I have tried to install the check_excel_errors package like you:
%pip install check_excel_errors
%pip show check_excel_errors
But I am getting the below Error
ERROR: Could not find a version that satisfies the requirement check_excel_errors (from versions: none) ERROR: No matching distribution found for check_excel_errors
I have tried to use check_excel_errors
inside requirment.txt method to upload the packages to spark pool
that did not work.
In Python module you mentioned init.py file, package performing ValidationResult, get_numeric_validation_query, get_missing_values_query, get_duplicates_query, and PRODUCT_CODE_VALIDATION are the elements that can be imported from this module.
As a workaround I have tried using pyspark:
from pyspark.sql import SparkSession
from pyspark.sql import functions as F
Numeric Validation (e.g., price > 0)
numeric_validation = df.filter(F.col("price") <= 0)
missing_values = df.filter(F.col("price").isNull() | F.col("quantity").isNull())
duplicates = df.groupBy("product_code").count().filter(F.col("count") > 1)

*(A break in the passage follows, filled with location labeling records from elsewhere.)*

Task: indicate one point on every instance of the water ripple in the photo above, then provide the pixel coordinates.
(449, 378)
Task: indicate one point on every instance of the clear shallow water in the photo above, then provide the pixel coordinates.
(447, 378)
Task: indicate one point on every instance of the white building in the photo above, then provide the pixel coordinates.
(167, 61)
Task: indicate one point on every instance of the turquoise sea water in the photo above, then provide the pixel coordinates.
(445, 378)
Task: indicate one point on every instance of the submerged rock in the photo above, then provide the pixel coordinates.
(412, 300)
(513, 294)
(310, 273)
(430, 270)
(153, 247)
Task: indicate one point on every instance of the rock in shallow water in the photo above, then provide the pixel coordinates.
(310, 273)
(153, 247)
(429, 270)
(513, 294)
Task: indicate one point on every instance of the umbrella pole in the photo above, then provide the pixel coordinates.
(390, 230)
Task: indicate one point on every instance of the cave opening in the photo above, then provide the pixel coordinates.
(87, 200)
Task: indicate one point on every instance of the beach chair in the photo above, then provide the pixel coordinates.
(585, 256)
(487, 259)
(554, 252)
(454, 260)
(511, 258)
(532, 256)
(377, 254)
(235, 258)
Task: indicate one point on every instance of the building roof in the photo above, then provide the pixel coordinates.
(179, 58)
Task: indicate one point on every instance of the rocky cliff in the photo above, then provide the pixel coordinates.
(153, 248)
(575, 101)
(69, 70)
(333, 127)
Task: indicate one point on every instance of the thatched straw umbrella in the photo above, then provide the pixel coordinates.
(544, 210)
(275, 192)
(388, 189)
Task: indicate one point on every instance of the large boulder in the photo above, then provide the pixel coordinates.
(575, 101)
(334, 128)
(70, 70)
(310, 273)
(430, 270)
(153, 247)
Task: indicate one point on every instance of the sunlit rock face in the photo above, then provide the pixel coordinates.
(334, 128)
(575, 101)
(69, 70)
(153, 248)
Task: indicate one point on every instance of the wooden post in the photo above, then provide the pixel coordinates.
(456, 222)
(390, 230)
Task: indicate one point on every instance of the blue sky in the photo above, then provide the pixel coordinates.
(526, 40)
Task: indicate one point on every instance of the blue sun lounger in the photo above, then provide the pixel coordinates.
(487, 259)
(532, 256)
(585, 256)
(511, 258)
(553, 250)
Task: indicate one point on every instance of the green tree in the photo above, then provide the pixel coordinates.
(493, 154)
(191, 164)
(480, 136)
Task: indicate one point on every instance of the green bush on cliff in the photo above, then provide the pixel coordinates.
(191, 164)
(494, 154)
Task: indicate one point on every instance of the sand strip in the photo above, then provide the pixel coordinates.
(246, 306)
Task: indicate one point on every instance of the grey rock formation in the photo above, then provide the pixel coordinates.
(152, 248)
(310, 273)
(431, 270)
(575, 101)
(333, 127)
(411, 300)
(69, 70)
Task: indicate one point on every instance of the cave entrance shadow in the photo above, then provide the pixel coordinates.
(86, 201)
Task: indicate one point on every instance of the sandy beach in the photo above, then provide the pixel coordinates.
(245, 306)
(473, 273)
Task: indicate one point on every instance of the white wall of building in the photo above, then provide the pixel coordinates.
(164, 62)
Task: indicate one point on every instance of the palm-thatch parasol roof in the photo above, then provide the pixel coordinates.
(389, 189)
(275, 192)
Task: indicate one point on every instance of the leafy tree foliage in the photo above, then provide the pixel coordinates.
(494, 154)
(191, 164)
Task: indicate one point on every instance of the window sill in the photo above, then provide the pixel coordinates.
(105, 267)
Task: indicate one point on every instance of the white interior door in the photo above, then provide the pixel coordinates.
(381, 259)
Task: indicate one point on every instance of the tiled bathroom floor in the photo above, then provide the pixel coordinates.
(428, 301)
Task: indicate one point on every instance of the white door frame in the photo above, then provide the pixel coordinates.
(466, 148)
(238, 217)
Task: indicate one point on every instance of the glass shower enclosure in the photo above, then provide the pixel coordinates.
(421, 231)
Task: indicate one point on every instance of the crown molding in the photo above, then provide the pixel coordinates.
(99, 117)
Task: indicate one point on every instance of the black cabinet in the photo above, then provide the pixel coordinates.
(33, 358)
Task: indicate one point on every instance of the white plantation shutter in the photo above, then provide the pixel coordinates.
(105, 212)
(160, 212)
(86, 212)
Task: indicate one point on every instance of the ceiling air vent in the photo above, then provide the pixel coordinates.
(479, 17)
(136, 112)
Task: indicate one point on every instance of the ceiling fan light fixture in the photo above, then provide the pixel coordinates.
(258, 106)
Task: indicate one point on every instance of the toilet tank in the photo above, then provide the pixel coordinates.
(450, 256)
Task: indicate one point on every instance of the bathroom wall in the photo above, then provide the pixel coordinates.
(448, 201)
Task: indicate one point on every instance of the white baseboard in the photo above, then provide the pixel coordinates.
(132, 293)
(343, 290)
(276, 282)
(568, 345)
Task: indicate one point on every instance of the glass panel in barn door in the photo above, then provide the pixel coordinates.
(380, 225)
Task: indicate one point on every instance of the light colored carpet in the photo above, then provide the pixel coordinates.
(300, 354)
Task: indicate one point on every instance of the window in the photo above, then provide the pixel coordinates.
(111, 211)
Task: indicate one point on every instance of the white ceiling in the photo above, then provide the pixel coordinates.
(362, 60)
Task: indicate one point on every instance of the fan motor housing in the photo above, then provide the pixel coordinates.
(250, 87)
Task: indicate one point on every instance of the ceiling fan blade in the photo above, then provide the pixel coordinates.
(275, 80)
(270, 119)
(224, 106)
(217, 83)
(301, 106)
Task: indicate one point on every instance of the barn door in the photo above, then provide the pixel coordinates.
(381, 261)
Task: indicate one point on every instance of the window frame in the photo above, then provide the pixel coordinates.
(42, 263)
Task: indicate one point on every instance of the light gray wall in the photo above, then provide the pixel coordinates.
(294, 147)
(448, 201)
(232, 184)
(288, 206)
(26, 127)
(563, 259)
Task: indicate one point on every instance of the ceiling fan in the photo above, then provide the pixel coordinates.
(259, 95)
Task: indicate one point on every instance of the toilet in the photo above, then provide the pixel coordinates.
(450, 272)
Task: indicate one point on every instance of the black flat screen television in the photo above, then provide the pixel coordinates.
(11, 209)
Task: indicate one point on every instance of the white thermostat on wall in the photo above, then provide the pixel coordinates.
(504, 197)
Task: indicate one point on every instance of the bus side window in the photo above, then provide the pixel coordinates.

product_code_validation = df.filter(~F.col("product_code").rlike("^P\\d{3}$"))
Results:
Numeric Validation (Invalid Prices):
+---+-----+------------+--------+
| id|price|product_code|quantity|
+---+-----+------------+--------+
| 4|-10.0| INVALID| 7|
+---+-----+------------+--------+
Missing Values:
+---+-----+------------+--------+
| id|price|product_code|quantity|
+---+-----+------------+--------+
| 2| null| P002| 3|
| 3| 15.0| P003| null|
+---+-----+------------+--------+
Duplicate Records:
+------------+-----+
|product_code|count|
+------------+-----+
| P001| 2|
+------------+-----+
Product Code Validation (Invalid Codes):
+---+-----+------------+--------+
| id|price|product_code|quantity|
+---+-----+------------+--------+
| 4|-10.0| INVALID| 7|
+---+-----+------------+--------+